The Arabian Peninsula has fueled the global economy with oil for five decades. How long it can continue to do so hinges on projects like one unfolding here in the desert sands along the Saudi Arabia-Kuwait border. Saudi Arabia became the world's top oil producer by tapping its vast reserves of easy-to-drill, high-quality light oil. But as demand for energy grows and fields of "easy oil" around the world start to dry up, the Saudis are turning to a much tougher source: the billions of barrels of heavy oil trapped beneath the desert. Heavy oil, which can be as thick as molasses, is harder to get out of the ground than light oil and costs more to refine into gasoline. Nevertheless, Saudi Arabia and Kuwait have embarked on an ambitious experiment to coax it out of the Wafra oil field, located in a sparsely populated expanse of desert shared by the two nations. That the Saudis are even considering such a project shows how difficult and costly it is becoming to slake the world's thirst for oil. It also suggests that even the Saudis may not be able to boost production quickly in the future if demand rises unexpectedly. Neither issue bodes well for the return of cheap oil over the long term.
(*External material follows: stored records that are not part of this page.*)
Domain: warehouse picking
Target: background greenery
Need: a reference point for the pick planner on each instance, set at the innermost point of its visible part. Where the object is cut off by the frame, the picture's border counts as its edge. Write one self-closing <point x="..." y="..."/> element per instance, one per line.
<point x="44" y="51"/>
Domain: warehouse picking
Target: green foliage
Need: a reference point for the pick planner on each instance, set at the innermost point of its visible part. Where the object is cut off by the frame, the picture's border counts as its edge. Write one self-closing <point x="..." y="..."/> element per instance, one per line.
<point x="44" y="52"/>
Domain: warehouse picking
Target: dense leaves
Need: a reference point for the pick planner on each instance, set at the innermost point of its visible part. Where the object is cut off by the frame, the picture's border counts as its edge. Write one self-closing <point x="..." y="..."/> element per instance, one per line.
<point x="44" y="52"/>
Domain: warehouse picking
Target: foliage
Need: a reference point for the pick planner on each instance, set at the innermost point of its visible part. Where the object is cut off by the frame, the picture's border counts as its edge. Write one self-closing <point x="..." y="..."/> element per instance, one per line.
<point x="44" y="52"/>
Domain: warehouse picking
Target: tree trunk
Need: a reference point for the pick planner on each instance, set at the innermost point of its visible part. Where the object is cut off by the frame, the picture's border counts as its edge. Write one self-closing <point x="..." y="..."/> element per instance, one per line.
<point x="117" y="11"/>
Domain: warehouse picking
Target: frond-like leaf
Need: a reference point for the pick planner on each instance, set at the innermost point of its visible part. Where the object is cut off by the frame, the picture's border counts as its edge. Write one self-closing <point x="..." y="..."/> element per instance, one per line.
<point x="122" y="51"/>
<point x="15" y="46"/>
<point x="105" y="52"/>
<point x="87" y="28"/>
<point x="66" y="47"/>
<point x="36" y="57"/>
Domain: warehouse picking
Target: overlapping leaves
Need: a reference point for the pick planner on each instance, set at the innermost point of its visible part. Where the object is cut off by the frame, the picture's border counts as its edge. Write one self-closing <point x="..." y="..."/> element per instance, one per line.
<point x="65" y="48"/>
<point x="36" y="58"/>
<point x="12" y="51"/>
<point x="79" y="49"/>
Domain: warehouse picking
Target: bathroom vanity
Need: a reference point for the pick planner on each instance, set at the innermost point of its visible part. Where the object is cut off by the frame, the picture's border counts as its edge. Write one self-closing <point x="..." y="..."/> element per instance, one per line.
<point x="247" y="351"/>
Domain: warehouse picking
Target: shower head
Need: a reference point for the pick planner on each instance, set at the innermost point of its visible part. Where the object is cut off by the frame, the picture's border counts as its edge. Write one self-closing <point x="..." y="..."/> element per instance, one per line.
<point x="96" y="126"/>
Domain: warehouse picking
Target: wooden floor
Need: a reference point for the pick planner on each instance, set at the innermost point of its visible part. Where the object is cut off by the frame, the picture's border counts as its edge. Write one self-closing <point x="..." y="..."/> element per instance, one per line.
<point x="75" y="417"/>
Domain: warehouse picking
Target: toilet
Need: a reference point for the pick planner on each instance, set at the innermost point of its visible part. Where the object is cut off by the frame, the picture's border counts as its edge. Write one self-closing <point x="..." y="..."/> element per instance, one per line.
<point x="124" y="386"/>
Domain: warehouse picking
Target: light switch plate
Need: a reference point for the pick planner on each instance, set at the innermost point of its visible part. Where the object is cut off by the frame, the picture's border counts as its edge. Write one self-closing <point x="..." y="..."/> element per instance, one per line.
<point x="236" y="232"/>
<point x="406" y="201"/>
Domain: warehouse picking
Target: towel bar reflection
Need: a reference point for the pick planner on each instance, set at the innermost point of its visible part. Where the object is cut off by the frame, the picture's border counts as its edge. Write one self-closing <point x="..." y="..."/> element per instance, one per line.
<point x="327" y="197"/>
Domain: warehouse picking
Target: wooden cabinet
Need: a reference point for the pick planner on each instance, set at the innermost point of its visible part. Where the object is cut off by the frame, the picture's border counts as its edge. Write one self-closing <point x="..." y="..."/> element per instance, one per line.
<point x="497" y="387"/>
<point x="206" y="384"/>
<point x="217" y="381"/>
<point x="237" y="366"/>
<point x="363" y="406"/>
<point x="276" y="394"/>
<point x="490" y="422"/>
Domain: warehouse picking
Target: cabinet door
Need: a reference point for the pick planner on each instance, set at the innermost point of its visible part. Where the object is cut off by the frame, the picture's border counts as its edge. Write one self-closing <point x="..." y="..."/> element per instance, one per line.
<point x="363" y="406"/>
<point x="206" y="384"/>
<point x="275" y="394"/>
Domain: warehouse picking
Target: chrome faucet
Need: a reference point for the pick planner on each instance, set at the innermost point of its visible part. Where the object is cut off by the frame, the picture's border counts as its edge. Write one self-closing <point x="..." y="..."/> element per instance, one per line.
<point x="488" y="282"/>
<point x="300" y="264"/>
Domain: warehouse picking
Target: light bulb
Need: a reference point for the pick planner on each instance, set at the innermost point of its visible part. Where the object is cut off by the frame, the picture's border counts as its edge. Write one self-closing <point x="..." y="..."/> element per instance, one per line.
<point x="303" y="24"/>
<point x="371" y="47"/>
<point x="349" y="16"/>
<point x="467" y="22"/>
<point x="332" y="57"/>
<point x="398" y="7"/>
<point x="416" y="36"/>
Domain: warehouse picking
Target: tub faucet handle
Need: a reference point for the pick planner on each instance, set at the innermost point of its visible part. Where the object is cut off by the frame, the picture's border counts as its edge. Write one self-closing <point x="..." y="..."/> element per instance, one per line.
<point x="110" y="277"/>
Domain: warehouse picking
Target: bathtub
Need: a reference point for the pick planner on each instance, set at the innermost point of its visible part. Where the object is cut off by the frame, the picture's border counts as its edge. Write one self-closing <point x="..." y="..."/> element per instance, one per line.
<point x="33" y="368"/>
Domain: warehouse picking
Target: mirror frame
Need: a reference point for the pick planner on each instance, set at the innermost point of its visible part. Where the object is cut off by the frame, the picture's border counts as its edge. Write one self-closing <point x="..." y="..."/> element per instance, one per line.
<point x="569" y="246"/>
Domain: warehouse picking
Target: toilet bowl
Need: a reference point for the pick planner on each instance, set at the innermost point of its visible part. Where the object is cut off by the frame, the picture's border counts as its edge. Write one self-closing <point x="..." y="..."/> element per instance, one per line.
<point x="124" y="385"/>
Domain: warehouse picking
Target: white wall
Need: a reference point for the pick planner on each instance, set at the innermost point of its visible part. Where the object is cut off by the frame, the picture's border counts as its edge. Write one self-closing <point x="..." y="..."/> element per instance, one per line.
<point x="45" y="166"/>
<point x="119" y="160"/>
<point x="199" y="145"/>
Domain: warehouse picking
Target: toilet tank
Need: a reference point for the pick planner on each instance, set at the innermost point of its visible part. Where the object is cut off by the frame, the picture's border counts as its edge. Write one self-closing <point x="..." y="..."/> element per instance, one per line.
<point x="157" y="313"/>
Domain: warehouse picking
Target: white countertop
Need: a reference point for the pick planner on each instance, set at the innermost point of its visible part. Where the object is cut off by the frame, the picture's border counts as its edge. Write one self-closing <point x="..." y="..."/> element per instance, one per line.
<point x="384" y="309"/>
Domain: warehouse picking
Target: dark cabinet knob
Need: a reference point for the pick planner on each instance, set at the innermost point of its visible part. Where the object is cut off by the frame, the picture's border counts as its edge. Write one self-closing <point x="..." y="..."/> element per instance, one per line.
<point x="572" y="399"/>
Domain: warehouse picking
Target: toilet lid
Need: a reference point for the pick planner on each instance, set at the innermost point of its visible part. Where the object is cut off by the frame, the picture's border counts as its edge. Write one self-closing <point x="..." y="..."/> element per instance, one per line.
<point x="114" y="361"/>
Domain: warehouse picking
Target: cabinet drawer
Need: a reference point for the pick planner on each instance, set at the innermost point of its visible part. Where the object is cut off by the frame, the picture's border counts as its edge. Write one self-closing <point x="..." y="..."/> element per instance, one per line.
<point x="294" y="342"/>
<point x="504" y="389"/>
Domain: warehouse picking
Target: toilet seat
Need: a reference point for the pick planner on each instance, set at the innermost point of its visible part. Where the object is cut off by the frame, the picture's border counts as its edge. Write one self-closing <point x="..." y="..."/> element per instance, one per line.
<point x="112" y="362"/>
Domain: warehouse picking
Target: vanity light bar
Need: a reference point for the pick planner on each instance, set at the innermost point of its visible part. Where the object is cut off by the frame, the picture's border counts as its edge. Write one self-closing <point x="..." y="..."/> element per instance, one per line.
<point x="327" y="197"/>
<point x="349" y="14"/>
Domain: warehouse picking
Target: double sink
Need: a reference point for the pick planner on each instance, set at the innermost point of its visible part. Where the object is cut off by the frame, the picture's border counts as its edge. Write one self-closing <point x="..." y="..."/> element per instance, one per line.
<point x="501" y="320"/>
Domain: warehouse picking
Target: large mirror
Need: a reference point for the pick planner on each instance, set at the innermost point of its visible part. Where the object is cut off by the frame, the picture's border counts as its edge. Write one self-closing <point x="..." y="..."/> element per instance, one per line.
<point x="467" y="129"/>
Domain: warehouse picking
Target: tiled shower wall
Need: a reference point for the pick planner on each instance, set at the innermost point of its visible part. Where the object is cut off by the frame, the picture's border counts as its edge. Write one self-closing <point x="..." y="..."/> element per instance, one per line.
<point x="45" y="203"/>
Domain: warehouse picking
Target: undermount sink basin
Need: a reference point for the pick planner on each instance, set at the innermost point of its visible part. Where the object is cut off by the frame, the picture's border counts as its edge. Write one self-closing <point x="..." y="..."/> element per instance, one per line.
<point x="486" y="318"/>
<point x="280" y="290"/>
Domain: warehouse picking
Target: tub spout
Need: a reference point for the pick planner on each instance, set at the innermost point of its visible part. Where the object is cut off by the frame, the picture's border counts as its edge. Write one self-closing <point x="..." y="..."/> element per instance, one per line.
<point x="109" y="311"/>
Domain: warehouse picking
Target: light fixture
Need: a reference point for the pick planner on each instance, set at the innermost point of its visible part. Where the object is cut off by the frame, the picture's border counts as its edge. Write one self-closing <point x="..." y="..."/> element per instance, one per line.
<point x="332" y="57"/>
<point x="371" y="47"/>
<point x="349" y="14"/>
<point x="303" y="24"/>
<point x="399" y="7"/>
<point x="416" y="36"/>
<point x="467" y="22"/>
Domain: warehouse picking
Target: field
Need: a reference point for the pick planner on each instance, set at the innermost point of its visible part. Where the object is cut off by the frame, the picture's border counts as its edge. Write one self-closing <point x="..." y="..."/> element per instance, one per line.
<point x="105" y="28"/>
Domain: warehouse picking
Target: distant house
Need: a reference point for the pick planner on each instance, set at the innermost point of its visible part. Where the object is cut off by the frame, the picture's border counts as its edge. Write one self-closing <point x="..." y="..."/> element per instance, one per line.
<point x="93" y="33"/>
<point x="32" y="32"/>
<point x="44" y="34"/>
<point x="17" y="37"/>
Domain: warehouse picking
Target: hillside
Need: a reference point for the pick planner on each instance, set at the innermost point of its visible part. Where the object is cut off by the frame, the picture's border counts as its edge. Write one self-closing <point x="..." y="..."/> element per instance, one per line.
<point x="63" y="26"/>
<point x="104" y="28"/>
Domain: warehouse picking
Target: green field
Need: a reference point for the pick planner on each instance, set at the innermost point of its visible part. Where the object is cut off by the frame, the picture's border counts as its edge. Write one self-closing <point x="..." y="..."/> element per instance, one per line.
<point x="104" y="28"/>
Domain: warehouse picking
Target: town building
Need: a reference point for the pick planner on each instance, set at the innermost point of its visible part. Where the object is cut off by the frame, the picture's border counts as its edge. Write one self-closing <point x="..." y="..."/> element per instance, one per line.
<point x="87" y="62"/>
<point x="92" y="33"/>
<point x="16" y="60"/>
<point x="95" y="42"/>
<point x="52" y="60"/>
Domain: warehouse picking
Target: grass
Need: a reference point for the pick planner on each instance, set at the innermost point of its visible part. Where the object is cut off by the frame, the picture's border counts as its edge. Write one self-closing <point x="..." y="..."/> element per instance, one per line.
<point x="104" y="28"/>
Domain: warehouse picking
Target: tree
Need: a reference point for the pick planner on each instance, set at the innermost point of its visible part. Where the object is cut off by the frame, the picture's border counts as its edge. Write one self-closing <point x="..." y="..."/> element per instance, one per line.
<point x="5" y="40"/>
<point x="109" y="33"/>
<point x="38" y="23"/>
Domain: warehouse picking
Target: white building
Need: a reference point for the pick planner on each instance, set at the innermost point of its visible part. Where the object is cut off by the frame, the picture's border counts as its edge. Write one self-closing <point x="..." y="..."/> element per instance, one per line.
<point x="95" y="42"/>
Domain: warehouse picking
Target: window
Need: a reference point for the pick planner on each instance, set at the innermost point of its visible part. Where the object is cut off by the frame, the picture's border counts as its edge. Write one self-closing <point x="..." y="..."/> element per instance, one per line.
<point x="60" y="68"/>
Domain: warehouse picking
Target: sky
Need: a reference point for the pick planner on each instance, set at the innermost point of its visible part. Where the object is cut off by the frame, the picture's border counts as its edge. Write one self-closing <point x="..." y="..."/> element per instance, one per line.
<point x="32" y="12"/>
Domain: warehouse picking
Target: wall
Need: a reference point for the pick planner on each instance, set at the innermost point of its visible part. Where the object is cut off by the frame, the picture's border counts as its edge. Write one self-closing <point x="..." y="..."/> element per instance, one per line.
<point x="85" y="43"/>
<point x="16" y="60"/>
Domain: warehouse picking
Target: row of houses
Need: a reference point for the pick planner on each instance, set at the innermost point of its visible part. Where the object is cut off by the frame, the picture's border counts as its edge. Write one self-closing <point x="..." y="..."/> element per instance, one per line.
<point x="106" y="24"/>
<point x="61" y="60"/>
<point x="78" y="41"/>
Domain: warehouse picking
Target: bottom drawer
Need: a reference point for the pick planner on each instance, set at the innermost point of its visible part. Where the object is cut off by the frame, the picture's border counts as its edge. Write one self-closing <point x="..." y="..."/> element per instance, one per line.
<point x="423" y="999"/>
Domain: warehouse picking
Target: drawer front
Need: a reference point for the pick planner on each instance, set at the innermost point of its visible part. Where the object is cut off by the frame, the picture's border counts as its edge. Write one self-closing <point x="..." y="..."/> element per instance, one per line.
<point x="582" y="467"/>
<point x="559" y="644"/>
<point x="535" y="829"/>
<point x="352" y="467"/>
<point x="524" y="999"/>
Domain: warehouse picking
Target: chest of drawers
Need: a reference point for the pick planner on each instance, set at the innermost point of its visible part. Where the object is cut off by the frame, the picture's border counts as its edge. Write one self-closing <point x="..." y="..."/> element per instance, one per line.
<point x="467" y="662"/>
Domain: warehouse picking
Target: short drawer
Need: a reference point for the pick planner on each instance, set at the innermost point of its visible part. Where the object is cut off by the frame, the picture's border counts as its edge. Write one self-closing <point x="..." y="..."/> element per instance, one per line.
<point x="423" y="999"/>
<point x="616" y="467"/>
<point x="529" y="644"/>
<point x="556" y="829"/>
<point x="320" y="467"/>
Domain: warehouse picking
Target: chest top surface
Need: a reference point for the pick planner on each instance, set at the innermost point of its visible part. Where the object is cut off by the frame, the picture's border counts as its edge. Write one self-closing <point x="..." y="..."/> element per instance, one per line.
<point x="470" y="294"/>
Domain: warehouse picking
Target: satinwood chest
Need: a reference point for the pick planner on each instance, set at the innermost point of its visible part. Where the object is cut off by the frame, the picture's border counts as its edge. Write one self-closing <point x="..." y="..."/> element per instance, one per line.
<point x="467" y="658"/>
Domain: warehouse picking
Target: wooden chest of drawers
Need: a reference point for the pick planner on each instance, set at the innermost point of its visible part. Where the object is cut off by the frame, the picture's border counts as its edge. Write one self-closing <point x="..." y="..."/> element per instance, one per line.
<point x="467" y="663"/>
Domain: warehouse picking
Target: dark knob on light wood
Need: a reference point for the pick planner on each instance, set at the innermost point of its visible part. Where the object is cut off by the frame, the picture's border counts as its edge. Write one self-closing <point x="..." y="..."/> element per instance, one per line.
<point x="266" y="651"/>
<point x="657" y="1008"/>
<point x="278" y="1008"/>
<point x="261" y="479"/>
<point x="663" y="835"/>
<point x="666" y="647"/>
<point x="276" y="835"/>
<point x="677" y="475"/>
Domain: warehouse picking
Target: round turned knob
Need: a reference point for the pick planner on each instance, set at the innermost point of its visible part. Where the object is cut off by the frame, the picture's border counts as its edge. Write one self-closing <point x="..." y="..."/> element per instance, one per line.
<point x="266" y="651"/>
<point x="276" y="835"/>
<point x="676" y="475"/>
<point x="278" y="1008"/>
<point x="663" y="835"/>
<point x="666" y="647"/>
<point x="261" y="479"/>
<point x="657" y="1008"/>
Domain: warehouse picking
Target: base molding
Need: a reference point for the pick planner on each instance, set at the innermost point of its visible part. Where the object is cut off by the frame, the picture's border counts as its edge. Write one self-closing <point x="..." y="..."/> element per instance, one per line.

Here's the potential sequel to 'easy oil':

The U.S. Geological Survey estimates there are some three trillion barrels of heavy oil in the world, about 100 years of global consumption at current levels. The catch: Only a fraction of it--about 400 billion barrels--can be recovered using existing technology. New techniques like the ones being tried in Wafra could unlock more. "When people talk about how we're 'running out of oil,' they're not counting the heavy oil," says Amy Myers Jaffe, who runs the Energy Forum at Rice University's Baker Institute for Public Policy in Houston. "There a huge amount of resource there...It's just a question of developing the technology."

The whole article, which is lengthy and well worth reading, is a straight business/energy story. Not a mention of the climate implications. Should there have been at least a nominal nod to climate change concerns, given the potential conseqences of this new oil frontier?